Porque las dimensiones de la Filharmonía, con sus cuarenta cuerdas, resultan ideales para el período clásico en el que debe situarse a Ignacy Feliks Dobrzynski, no tanto por fechas (1807-1867) cuanto por estilo. Autor de un nutrido catálogo de obras sinfónicas, escénicas, instrumentales y camerísticas, esta noche abrió plaza la obertura de su ópera Monbar. Dice Juan Gil en las notas del programa que está ‘compuesta en un estilo weberiano de impecable instrumentación’, y no se me ocurre mejor explicación, salvo apostillar que Dobrzynski añade los ‘instrumentos turcos’ (la ópera en realidad se titula Monbar o Los Filibusteros) para dar más sabor a la pieza.

A Chopin desde luego no hay quien lo ubique en el clasicismo, pero hete aquí que a su orquesta -tan vilipendiada- le sientan bien las dimensiones clásicas, tanto más si Antoni Wit se esfuerza, con éxito, en una lectura alejadísima de cualquier exceso romanticón. El problema está en que el coreano Kun Woo Paik también lo ve del mismo modo, pero al revés.
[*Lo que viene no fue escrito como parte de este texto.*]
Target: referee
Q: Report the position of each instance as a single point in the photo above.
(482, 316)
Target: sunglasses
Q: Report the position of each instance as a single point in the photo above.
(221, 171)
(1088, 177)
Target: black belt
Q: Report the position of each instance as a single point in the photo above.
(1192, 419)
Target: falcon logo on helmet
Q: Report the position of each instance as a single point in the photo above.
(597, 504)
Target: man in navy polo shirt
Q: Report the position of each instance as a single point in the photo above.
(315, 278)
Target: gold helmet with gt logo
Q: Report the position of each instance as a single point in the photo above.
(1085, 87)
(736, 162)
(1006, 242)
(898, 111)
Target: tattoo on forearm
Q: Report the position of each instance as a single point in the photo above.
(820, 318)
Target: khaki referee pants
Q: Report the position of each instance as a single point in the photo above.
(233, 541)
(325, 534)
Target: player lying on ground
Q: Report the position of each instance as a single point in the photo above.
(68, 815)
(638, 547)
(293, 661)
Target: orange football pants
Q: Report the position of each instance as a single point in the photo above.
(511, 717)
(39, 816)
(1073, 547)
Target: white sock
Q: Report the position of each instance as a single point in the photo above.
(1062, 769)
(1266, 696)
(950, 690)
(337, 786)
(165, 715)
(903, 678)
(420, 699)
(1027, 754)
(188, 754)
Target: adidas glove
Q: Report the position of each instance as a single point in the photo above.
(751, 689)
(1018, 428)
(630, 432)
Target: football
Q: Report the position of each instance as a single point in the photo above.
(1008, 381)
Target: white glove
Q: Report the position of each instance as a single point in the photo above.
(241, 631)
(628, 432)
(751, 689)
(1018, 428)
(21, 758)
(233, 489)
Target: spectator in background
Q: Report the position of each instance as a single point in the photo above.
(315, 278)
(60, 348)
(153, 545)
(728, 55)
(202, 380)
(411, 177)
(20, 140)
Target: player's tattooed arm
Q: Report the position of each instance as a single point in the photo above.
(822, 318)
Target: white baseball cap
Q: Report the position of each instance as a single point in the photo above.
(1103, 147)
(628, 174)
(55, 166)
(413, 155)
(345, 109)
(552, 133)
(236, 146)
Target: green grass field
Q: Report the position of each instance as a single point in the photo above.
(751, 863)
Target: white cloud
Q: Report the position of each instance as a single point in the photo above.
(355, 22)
Me explico: Paik deja en casa los azúcares y almíbares de otros tiempos (y eso no es sequedad oriental, sino globalización), y con un toque poderosísimo y un sonido ciertamente apabullante -sin abusar del pedal, ojo- ofrece una versión compacta, de una sola pieza, pero que suena a… Brahms.

De Wojciech Kilar (Lvov -hoy Ucrania-, 1932), compositor dedicado a partes iguales a la música de concierto y a las bandas sonoras cinematográficas, el año pasado se pudo escuchar aquí su estruendosa cantata Exodus. La obra de esta noche, Orawa (1986), no tiene nada que ver; inspirada en paisajes polacos, se trata de una pieza para orquesta de cuerda que fácilmente se podría calificar de minimalista si no fuera porque, además, es emocionante: el motivo principal -único- parte del concertino, apoyado por otros dos instrumentos a velocidad de vértigo y en actitud rítmicamente obstinada, y pasa, síncopas mediante, por las diferentes secciones de la orquesta como una inexorable tela de araña de modo que el oyente queda atrapado sin remedio. La cuerda de la Filharmonía sudó la camiseta, pero se lo pasó en grande.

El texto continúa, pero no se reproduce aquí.